Deleveraging on good debt and ramping up on consumption debt – growth in auto loan debt, collection amounts, and revolving debt.

The grand US household deleveraging event continues as debt is paid off or more likely, wiped away via foreclosures and bankruptcies.  What is hidden in the deleveraging trend is the growth of debt in certain spending categories.  Keep in mind that not all debt is bad.  For multiple decades the US had a cautious lending apparatus in housing with sizeable down payment requirements.  With this came stable home prices and real equity build up for homeowners.  However, in the 2000s the housing market was transformed into a casino and subsequently popped.  The reason the deleveraging is still occurring is you have many households seeing mortgage debt wiped off the balance sheet and many paying it down.  By far this is the biggest debt carried.  However, we are seeing some segments like student debt explode and also revolving debt and auto loans picking back up.  Deleveraging might be occurring in mortgage debt but re-leveraging in other forms of debt is also occurring.

Winding debt down

It is pretty clear from the new data released from the Fed that aggregate household debt balances are going down across the country:
state balances

Yet this goes back to our previous point.  What states have seen the biggest per capita decline?  Nevada, California, and Arizona.  These states all saw the biggest bubbles courtesy of the housing bubble.  This is why if you look at Texas for example, the debt per capita has barely moved.

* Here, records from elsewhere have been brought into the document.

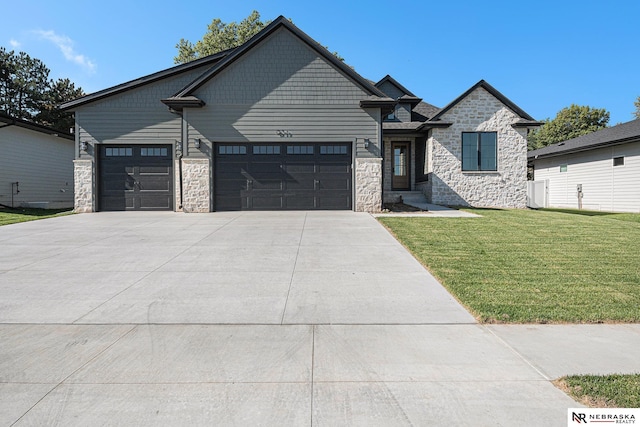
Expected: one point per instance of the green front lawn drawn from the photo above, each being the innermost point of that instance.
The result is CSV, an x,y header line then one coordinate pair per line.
x,y
12,216
609,391
523,266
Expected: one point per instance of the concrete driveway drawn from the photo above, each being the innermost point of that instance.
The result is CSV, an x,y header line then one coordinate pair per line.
x,y
260,318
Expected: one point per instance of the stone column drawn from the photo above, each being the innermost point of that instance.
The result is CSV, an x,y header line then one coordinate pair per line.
x,y
196,188
368,185
83,185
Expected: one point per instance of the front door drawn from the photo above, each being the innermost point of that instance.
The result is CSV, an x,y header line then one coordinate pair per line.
x,y
400,173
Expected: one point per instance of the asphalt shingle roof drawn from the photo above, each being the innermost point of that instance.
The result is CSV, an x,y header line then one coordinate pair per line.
x,y
624,132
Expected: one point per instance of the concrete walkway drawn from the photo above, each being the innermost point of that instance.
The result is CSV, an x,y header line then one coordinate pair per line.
x,y
277,319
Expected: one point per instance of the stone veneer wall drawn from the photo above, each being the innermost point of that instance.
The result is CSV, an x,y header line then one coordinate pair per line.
x,y
368,185
83,186
196,188
479,112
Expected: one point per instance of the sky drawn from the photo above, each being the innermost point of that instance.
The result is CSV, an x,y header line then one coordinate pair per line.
x,y
543,55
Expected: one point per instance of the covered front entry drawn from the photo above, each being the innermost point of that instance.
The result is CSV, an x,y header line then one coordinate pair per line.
x,y
400,173
135,177
282,176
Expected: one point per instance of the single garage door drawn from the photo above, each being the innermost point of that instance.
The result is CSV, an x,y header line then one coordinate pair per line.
x,y
282,176
135,177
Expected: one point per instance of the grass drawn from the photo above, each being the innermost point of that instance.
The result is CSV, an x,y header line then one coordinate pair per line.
x,y
12,216
523,266
609,391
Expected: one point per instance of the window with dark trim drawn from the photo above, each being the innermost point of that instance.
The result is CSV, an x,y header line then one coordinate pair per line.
x,y
479,151
232,149
153,152
333,149
118,152
299,149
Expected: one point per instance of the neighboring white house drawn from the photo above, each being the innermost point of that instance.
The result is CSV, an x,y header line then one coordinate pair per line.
x,y
604,165
36,165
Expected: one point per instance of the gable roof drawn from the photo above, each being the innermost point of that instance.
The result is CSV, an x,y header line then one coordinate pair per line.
x,y
493,91
280,22
151,78
12,121
619,134
397,84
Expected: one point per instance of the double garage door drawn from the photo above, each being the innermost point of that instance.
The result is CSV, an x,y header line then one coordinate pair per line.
x,y
246,177
282,176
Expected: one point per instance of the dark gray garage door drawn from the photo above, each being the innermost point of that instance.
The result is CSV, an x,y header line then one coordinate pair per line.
x,y
135,177
282,176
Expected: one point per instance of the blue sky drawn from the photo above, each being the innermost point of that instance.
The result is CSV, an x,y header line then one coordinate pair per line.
x,y
543,55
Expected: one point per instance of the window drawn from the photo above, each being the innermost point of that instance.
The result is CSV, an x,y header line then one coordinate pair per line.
x,y
299,149
118,152
479,151
153,152
333,149
266,149
232,149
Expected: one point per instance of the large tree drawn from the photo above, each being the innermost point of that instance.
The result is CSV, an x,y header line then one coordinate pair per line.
x,y
570,122
220,36
23,82
27,93
60,91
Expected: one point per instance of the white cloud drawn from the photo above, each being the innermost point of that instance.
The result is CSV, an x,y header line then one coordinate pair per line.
x,y
65,44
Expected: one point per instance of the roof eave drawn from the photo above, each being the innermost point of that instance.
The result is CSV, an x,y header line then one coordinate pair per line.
x,y
431,125
532,156
151,78
279,22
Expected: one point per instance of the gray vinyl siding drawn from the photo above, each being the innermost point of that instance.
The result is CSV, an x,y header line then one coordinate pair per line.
x,y
136,116
605,187
391,90
41,163
283,85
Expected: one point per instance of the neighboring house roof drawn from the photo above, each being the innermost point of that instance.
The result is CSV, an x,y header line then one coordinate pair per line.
x,y
278,23
151,78
6,121
493,91
619,134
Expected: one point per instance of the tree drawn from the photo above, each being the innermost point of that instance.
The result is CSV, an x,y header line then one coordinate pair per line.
x,y
27,93
24,80
570,122
59,91
220,36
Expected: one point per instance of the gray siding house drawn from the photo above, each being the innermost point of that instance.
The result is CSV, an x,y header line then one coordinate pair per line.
x,y
280,123
36,165
604,165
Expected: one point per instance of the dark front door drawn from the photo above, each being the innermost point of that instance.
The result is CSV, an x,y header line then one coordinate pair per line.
x,y
135,177
400,164
283,176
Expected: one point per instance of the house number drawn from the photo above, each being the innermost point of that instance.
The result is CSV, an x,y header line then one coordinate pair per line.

This also ties in with the millions of foreclosures that have occurred.  This has been the fastest way to deleverage households but clearly no one is going to argue that putting people on the streets is somehow a sign of positive economic growth.

Auto loans

Taking on an auto loan to purchase a car, a depreciating asset once it goes off the lot is not exactly a smart financial move.  Yet we are seeing people diving back in purchasing cars with debt:

auto loans

At least with a home bought at a modest price, you are building equity and are living in an asset.  Cars lose value immediately.  So this kind of debt growth is not necessarily positive but it doesn’t show up in the overall figures because of the massive write-downs in mortgage debt.  Revolving debt is also expanding:

revolving credit

In other words people are back to spending money they don’t have.  Blowing money on trinkets and other items is not exactly a sign of prosperity.  It would be one thing if much of the items were being paid with growing wages and savings but that is not the case.  Household incomes are back to levels last seen in the 1990s.  So this spending, as clearly shown in the charts, is coming from a ramping up of debt once again.


To also highlight that too much debt is still in the system just take a look at the average collection amount per person:

average amount owed

People can be easily convinced that because the overall per capita debt per household is going down that all is well.  To the contrary, much of this is being pushed by foreclosures and is hiding the massively expanding student debt bubble.  Rinse in repeat in the land of debt bubbles.